"Let the dead bury their own dead."
As they were going along the
road, someone said to him, “I will follow you wherever you go.” And Jesus said
to him, “Foxes have holes, and birds of the air have nests; but the Son of Man
has nowhere to lay his head.” To another he said, “Follow me.” But he said,
“Lord, first let me go and bury my father.” But Jesus said to him, “Let the
dead bury their own dead; but as for you, go and proclaim the kingdom of God.

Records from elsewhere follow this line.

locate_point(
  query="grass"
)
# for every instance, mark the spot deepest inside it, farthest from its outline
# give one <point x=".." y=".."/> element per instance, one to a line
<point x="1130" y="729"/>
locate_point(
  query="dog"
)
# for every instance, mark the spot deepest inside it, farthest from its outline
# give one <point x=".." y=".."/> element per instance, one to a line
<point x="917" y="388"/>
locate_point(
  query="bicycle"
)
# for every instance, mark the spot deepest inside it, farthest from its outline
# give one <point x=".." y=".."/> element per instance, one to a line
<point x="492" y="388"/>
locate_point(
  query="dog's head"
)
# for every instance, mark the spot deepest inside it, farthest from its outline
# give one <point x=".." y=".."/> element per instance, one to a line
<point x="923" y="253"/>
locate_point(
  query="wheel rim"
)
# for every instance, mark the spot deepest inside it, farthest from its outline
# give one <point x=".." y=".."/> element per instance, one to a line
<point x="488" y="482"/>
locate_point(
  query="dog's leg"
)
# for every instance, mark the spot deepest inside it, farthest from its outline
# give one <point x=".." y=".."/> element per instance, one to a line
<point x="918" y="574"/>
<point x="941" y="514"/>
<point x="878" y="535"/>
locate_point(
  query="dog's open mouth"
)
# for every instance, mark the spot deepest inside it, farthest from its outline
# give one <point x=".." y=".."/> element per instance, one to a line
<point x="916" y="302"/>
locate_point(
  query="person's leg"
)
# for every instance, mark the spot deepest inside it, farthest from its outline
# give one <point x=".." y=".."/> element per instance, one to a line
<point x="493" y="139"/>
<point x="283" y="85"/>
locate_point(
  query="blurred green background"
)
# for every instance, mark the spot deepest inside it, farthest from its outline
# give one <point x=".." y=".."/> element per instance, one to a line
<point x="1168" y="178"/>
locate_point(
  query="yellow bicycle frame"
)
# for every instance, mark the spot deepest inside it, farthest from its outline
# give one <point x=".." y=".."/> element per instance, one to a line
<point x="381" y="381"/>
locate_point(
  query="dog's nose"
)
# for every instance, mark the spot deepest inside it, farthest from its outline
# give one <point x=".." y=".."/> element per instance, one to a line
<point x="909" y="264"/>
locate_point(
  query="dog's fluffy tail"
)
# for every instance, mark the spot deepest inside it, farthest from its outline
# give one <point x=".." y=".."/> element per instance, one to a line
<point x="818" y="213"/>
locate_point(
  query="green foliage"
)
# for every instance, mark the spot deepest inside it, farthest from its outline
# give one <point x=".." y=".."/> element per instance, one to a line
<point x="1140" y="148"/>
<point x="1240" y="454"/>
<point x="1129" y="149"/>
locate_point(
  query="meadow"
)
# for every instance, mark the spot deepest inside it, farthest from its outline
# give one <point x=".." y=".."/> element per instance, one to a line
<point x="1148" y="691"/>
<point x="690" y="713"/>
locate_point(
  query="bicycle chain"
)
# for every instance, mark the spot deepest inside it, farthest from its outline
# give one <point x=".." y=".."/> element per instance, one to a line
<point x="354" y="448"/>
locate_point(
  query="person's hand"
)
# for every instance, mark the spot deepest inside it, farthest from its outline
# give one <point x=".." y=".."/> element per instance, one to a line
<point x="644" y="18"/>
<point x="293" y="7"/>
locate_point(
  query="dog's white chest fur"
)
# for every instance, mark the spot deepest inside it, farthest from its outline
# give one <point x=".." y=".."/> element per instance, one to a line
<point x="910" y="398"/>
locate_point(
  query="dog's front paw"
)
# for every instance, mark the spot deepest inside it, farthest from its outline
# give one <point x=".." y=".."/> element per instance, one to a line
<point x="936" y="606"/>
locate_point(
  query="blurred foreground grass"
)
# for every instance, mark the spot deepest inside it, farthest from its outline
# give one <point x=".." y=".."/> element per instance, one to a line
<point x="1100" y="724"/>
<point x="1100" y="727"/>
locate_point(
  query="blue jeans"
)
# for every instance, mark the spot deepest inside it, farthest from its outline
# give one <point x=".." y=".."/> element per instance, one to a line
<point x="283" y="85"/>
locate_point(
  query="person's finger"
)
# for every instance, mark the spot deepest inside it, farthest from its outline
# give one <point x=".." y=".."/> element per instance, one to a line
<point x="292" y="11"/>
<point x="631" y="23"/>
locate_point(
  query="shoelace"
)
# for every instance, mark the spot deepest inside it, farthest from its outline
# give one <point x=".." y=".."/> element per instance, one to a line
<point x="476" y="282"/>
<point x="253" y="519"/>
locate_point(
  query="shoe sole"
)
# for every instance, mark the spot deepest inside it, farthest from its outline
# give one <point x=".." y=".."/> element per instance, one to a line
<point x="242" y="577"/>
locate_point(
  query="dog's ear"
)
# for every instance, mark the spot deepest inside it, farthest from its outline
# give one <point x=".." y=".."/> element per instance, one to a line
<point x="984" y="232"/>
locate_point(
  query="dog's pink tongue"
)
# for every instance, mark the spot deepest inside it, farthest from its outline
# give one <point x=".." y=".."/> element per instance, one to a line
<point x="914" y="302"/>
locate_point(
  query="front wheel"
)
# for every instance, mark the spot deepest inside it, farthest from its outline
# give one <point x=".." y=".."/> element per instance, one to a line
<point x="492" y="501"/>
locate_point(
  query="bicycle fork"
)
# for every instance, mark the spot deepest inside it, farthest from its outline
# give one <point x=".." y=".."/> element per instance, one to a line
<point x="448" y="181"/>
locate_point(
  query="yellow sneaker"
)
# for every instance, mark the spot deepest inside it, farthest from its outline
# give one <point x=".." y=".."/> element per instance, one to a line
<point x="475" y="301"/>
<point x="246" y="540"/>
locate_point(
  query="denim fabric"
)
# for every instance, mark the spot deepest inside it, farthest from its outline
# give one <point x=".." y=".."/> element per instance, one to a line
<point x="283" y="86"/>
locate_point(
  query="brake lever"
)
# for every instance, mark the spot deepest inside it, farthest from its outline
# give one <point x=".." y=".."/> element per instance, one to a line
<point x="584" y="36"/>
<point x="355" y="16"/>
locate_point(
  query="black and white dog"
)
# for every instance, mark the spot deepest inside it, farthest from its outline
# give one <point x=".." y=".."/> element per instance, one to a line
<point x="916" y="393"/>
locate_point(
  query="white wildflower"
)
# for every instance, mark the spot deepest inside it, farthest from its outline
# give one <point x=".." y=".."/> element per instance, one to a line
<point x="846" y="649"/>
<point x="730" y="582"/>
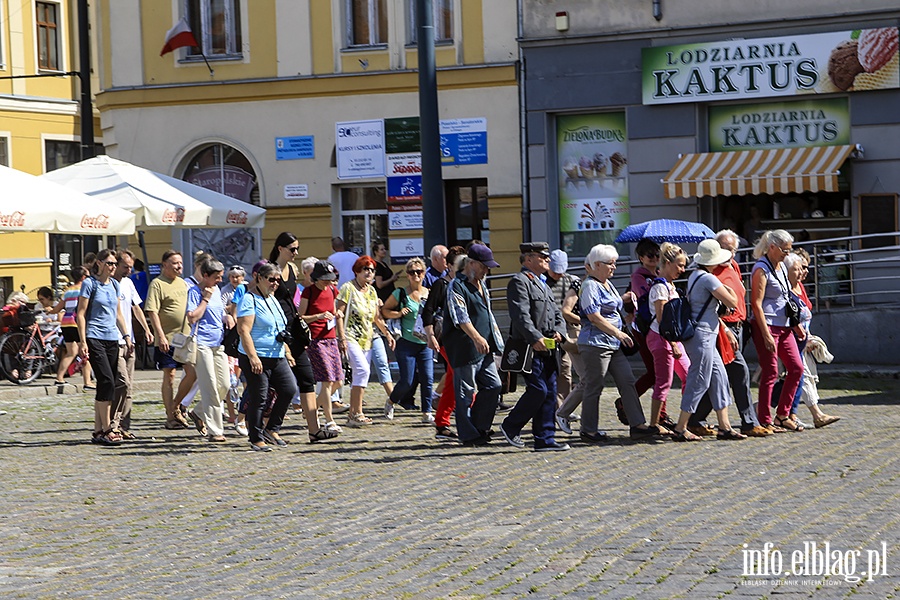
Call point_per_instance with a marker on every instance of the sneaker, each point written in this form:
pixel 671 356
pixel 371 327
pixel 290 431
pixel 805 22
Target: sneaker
pixel 332 426
pixel 702 430
pixel 445 434
pixel 512 441
pixel 358 420
pixel 562 423
pixel 552 447
pixel 757 431
pixel 620 411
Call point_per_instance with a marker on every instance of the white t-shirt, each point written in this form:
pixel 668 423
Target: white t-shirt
pixel 343 262
pixel 659 291
pixel 128 297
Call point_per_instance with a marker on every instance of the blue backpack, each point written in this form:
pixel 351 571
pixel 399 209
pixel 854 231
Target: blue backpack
pixel 642 317
pixel 677 324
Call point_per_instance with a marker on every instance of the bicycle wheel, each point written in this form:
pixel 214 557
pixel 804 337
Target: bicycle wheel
pixel 21 357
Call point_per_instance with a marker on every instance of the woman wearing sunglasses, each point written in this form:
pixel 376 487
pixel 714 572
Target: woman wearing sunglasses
pixel 414 357
pixel 101 325
pixel 265 359
pixel 359 303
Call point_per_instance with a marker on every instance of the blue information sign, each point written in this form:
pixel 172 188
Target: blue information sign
pixel 293 148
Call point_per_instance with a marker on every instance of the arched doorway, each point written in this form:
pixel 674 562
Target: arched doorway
pixel 224 169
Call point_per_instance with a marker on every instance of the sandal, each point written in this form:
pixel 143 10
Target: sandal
pixel 322 434
pixel 787 423
pixel 686 436
pixel 730 434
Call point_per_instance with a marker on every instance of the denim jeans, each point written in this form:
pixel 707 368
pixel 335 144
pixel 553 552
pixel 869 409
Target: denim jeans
pixel 475 416
pixel 416 361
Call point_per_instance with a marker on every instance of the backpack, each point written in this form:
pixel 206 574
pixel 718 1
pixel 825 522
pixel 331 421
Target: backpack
pixel 676 323
pixel 642 317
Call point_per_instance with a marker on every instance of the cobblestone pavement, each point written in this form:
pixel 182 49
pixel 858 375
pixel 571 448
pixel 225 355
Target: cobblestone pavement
pixel 388 512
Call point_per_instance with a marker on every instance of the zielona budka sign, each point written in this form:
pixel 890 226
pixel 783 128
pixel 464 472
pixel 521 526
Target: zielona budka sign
pixel 842 61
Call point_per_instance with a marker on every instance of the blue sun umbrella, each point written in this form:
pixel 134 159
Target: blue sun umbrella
pixel 666 230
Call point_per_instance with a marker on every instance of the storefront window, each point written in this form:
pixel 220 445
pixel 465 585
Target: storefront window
pixel 467 211
pixel 224 169
pixel 364 218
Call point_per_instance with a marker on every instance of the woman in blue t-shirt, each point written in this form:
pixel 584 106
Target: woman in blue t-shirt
pixel 101 325
pixel 265 359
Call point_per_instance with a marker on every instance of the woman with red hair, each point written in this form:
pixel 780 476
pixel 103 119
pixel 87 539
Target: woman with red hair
pixel 358 302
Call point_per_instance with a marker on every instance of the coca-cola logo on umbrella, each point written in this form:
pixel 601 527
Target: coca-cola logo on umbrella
pixel 14 219
pixel 173 215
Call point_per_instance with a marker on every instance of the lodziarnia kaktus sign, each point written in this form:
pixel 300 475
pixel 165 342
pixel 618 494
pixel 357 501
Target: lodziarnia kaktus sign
pixel 822 63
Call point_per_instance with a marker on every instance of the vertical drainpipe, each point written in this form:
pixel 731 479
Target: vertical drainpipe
pixel 523 137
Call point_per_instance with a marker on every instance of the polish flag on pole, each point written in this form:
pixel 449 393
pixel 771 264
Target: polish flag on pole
pixel 178 37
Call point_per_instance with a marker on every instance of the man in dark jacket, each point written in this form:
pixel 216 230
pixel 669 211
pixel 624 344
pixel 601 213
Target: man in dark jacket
pixel 470 342
pixel 536 319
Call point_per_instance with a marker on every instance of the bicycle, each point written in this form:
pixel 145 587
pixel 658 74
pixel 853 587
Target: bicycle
pixel 26 352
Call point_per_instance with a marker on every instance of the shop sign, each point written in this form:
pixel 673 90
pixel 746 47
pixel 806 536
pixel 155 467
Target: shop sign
pixel 798 124
pixel 296 191
pixel 238 183
pixel 360 149
pixel 464 141
pixel 823 63
pixel 400 220
pixel 404 177
pixel 402 249
pixel 593 173
pixel 401 135
pixel 293 148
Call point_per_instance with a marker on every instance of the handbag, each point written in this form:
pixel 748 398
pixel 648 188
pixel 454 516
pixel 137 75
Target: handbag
pixel 185 347
pixel 518 356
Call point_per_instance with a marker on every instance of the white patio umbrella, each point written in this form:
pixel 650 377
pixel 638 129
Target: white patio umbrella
pixel 156 199
pixel 30 203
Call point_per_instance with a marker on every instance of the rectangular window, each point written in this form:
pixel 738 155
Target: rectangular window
pixel 443 21
pixel 366 22
pixel 217 26
pixel 62 154
pixel 47 24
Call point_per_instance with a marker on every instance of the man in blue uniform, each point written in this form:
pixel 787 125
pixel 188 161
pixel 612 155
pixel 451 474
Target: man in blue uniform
pixel 535 318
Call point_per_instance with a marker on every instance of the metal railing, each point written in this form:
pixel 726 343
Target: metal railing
pixel 841 272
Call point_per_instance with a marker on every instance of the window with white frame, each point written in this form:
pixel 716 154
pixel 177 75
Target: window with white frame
pixel 217 26
pixel 47 32
pixel 443 21
pixel 366 22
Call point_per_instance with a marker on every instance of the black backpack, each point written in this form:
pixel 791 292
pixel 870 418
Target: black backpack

”Another said, “I will follow you, Lord; but let me first say farewell to those
at my home.” Jesus said to him, “No one who puts a hand to the plow and looks
back is fit for the kingdom of God.”
The contemplative journey, because it involves the purification of the unconscious, is not a magic carpet to bliss. It is an exercise of letting go of the false self, a humbling process, because it is the only self we know. God approaches us from many different perspectives: illness, misfortune, bankruptcy, divorce proceedings, rejection, inner trials. God has not promised to take away our trials, but to help us change our attitudes toward them. That is what holiness really is. In this life, happiness is rooted in our basic attitude toward reality. Sometimes a sense of failure is a great means to true humility, which is what God most looks for in us.
~Thomas Keating, The Human Condition, 20-21.